JOHANNESBURG - Retail group SPAR said on Wednesday its headline earnings per share increased by 1.4 percent to 965.7 cents in the year ended September.
SPAR's board approved a final dividend of 729 cents per share, an eight percent increase over last year's 675 cents.
The company said its performance in the year was pleasing, with turnover increasing by 5.9 percent to R101 billion despite continued challenging trading conditions.
"The result has again been positively impacted by improving contributions from the European businesses and the group increased operating profit by 7.9 percent to R2.8 billion," it said.
Profit before taxation of R2.5 billion was however adversely impacted by fair value adjustments to, and foreign exchange losses on financial liabilities, together with increased interest expenditure resulting from cash outflows for acquisitions.

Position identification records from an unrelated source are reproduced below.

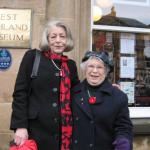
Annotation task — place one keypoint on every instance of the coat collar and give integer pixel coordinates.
(80, 93)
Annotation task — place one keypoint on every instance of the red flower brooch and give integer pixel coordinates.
(92, 100)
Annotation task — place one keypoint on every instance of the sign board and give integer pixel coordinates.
(15, 28)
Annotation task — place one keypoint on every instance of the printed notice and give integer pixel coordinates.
(127, 67)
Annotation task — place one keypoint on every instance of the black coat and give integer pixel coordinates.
(36, 101)
(96, 126)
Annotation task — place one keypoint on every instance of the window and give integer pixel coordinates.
(124, 32)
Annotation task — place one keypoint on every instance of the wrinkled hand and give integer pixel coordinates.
(20, 136)
(117, 86)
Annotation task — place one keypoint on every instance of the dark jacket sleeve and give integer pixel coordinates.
(123, 126)
(21, 92)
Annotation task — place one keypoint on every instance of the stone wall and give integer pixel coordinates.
(75, 13)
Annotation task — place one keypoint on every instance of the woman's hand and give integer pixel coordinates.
(20, 136)
(117, 86)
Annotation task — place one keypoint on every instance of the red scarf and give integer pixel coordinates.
(65, 102)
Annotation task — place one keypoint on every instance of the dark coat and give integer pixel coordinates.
(36, 101)
(96, 126)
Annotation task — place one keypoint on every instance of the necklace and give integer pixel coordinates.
(92, 99)
(60, 71)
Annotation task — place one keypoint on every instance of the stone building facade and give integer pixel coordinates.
(76, 14)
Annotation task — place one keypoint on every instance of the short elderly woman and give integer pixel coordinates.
(100, 111)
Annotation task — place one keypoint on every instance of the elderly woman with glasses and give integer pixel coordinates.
(100, 111)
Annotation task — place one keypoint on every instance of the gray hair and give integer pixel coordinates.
(44, 45)
(83, 65)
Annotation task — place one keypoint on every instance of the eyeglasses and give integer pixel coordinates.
(92, 67)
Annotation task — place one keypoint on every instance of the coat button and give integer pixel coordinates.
(77, 118)
(75, 141)
(54, 104)
(54, 89)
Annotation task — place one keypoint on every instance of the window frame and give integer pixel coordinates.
(138, 112)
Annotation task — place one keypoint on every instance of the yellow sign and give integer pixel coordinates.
(15, 28)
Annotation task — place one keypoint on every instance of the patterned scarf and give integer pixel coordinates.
(65, 102)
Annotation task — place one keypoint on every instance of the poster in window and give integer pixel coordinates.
(128, 88)
(127, 67)
(127, 43)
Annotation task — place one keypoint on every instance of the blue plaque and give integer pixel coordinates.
(5, 59)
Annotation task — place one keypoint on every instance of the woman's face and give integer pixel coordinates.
(95, 72)
(57, 40)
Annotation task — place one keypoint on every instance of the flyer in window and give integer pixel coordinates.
(127, 67)
(128, 88)
(127, 43)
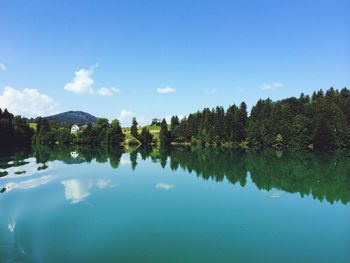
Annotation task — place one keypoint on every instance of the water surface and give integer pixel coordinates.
(78, 204)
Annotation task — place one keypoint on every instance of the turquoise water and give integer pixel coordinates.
(173, 205)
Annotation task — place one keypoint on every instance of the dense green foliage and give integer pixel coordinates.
(14, 130)
(133, 128)
(164, 134)
(321, 121)
(145, 136)
(101, 133)
(73, 117)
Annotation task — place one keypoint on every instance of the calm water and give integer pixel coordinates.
(173, 205)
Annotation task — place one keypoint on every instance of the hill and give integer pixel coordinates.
(73, 117)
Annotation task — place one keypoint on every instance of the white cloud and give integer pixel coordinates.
(124, 115)
(272, 86)
(27, 102)
(166, 90)
(164, 186)
(107, 91)
(82, 82)
(2, 67)
(210, 91)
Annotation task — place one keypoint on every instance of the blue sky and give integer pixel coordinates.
(158, 58)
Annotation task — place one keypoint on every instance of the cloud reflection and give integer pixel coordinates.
(77, 190)
(164, 186)
(28, 184)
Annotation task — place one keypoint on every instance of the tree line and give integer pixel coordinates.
(321, 121)
(102, 132)
(14, 130)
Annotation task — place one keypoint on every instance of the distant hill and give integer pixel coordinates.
(73, 117)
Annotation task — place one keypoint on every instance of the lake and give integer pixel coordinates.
(80, 204)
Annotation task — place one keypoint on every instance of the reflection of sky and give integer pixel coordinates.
(164, 186)
(125, 160)
(77, 190)
(28, 184)
(30, 168)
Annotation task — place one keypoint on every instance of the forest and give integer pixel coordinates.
(320, 121)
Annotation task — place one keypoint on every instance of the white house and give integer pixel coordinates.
(74, 129)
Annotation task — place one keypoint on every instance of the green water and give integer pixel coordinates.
(173, 205)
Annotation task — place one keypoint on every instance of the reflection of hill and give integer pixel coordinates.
(324, 177)
(78, 154)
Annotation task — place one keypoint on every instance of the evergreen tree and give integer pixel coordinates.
(115, 134)
(133, 128)
(324, 138)
(164, 135)
(146, 138)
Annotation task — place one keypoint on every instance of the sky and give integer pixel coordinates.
(119, 59)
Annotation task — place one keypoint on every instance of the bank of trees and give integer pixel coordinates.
(102, 132)
(14, 130)
(321, 121)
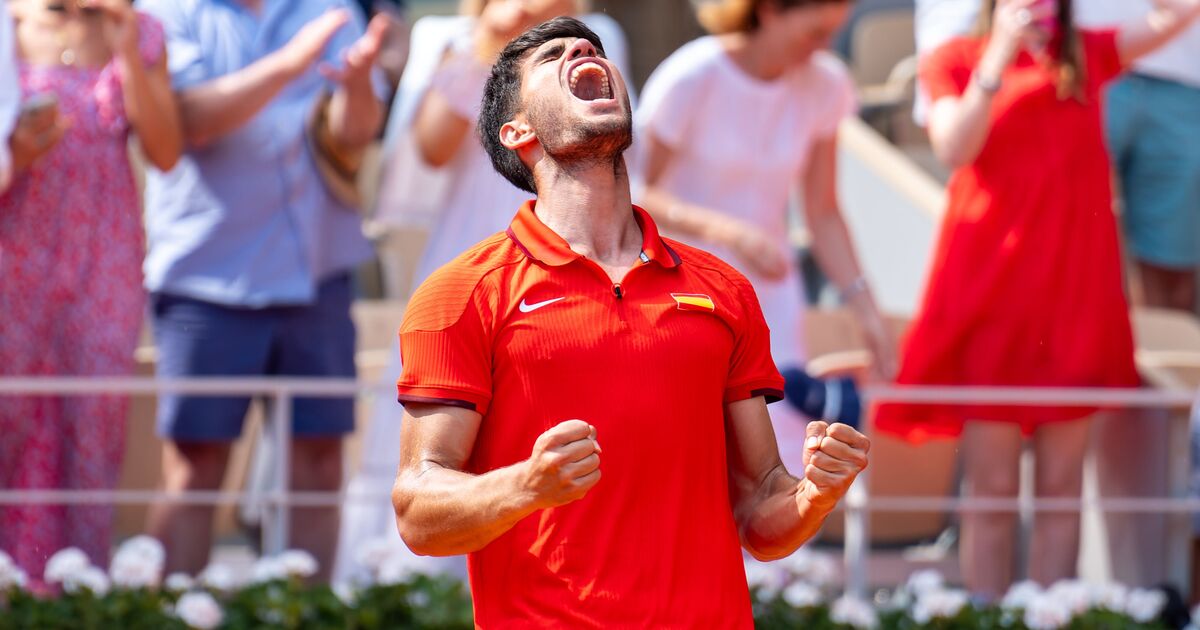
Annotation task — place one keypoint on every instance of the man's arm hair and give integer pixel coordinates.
(777, 513)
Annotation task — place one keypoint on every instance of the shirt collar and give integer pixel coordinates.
(541, 244)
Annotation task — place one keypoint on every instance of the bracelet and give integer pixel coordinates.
(989, 87)
(855, 287)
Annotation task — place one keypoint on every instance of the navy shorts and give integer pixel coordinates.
(201, 339)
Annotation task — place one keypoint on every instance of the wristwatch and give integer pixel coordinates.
(989, 87)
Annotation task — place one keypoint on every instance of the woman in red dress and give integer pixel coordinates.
(1026, 285)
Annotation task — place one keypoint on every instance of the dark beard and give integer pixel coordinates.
(576, 145)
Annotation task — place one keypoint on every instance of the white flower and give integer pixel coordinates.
(939, 604)
(1020, 595)
(179, 582)
(1045, 612)
(855, 612)
(373, 553)
(1113, 597)
(802, 595)
(1145, 605)
(219, 577)
(90, 579)
(298, 563)
(1073, 594)
(924, 581)
(268, 569)
(138, 563)
(769, 580)
(199, 610)
(64, 564)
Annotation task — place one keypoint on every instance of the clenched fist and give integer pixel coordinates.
(833, 457)
(564, 465)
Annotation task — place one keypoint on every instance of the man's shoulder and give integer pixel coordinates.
(442, 299)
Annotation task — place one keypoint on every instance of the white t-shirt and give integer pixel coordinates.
(741, 147)
(10, 93)
(1179, 60)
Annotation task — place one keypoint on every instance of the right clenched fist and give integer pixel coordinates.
(564, 465)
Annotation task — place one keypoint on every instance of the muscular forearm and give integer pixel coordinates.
(441, 511)
(1156, 29)
(781, 517)
(221, 106)
(354, 115)
(151, 112)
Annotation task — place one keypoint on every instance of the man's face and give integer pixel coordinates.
(576, 102)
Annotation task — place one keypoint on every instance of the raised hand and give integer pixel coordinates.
(833, 457)
(564, 465)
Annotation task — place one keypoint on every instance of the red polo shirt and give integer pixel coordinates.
(531, 334)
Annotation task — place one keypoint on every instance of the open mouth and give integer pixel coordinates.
(589, 82)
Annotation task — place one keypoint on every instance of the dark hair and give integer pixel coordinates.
(502, 94)
(720, 17)
(1068, 52)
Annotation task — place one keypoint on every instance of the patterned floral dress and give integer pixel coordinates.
(71, 303)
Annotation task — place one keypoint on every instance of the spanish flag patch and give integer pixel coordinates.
(694, 301)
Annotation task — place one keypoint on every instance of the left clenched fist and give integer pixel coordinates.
(833, 457)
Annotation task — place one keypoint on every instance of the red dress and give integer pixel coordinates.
(71, 299)
(1026, 286)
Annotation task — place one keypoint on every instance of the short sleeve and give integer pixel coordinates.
(841, 99)
(185, 55)
(753, 371)
(663, 112)
(947, 70)
(1102, 55)
(445, 343)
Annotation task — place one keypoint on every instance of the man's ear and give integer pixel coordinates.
(517, 133)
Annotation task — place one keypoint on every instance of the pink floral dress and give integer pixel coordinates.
(71, 303)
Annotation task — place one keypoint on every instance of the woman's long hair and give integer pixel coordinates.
(1068, 52)
(720, 17)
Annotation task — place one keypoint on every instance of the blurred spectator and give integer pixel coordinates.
(251, 246)
(1026, 286)
(437, 172)
(10, 94)
(936, 23)
(730, 127)
(1153, 130)
(71, 256)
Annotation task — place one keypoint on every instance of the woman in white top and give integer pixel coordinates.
(730, 127)
(438, 177)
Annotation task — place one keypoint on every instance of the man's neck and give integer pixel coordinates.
(592, 210)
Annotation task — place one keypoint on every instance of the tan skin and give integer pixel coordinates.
(958, 129)
(108, 33)
(438, 129)
(443, 510)
(211, 111)
(785, 37)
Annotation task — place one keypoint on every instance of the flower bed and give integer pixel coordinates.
(793, 593)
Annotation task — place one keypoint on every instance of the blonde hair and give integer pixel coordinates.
(475, 7)
(720, 17)
(1069, 65)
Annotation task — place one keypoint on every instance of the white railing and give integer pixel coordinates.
(857, 505)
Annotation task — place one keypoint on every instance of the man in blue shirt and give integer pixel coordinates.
(249, 252)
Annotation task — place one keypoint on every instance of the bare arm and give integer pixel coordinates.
(1164, 22)
(753, 246)
(777, 513)
(959, 126)
(834, 250)
(442, 510)
(221, 106)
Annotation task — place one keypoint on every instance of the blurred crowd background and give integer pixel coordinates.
(953, 192)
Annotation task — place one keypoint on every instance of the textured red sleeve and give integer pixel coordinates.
(947, 70)
(445, 342)
(753, 371)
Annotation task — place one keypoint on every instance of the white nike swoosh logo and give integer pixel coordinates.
(531, 307)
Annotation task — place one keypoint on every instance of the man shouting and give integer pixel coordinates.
(581, 327)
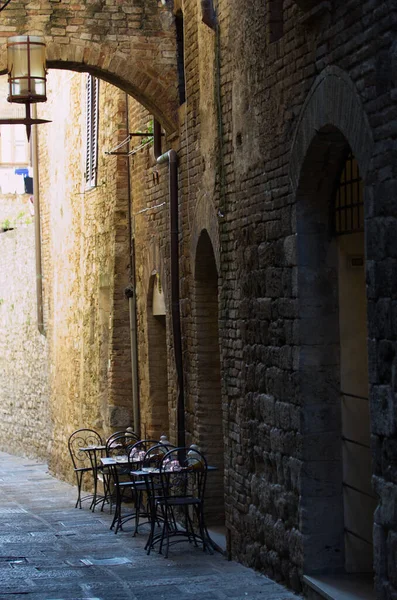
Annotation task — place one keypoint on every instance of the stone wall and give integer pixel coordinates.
(25, 426)
(276, 95)
(86, 266)
(103, 37)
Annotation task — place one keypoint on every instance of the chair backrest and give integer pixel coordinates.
(155, 454)
(82, 438)
(183, 473)
(138, 450)
(128, 431)
(120, 445)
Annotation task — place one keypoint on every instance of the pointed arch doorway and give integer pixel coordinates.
(337, 500)
(208, 415)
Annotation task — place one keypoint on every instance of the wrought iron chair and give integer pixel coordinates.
(128, 431)
(183, 475)
(82, 462)
(151, 467)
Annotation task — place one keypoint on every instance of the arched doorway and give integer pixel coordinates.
(359, 501)
(157, 403)
(208, 409)
(337, 501)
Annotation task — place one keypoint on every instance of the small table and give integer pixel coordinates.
(148, 475)
(116, 467)
(93, 452)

SPAR Southern Africa contributed growth in wholesale turnover of 6.7 percent, including turnover reported by the pharmaceutical business, S Buys, which was acquired during the year.
The SPAR southern Africa store network increased to 2,236 stores, with 145 new outlets opened across all brands. The group completed 276 store upgrades across all brands, compared to 259 upgrades in 2017.
"Against the backdrop of subdued consumer and business confidence in southern Africa, the trading environment is expected to remain largely unchanged in the medium term," SPAR said.
"While food price inflation has recently dropped to extremely low levels, there are discernible signs that the cycle will start to turn."
It said recent record movements in fuel prices and continued foreign currency weakness also indicated that consumers would remain under pressure, with a constrained spending outlook.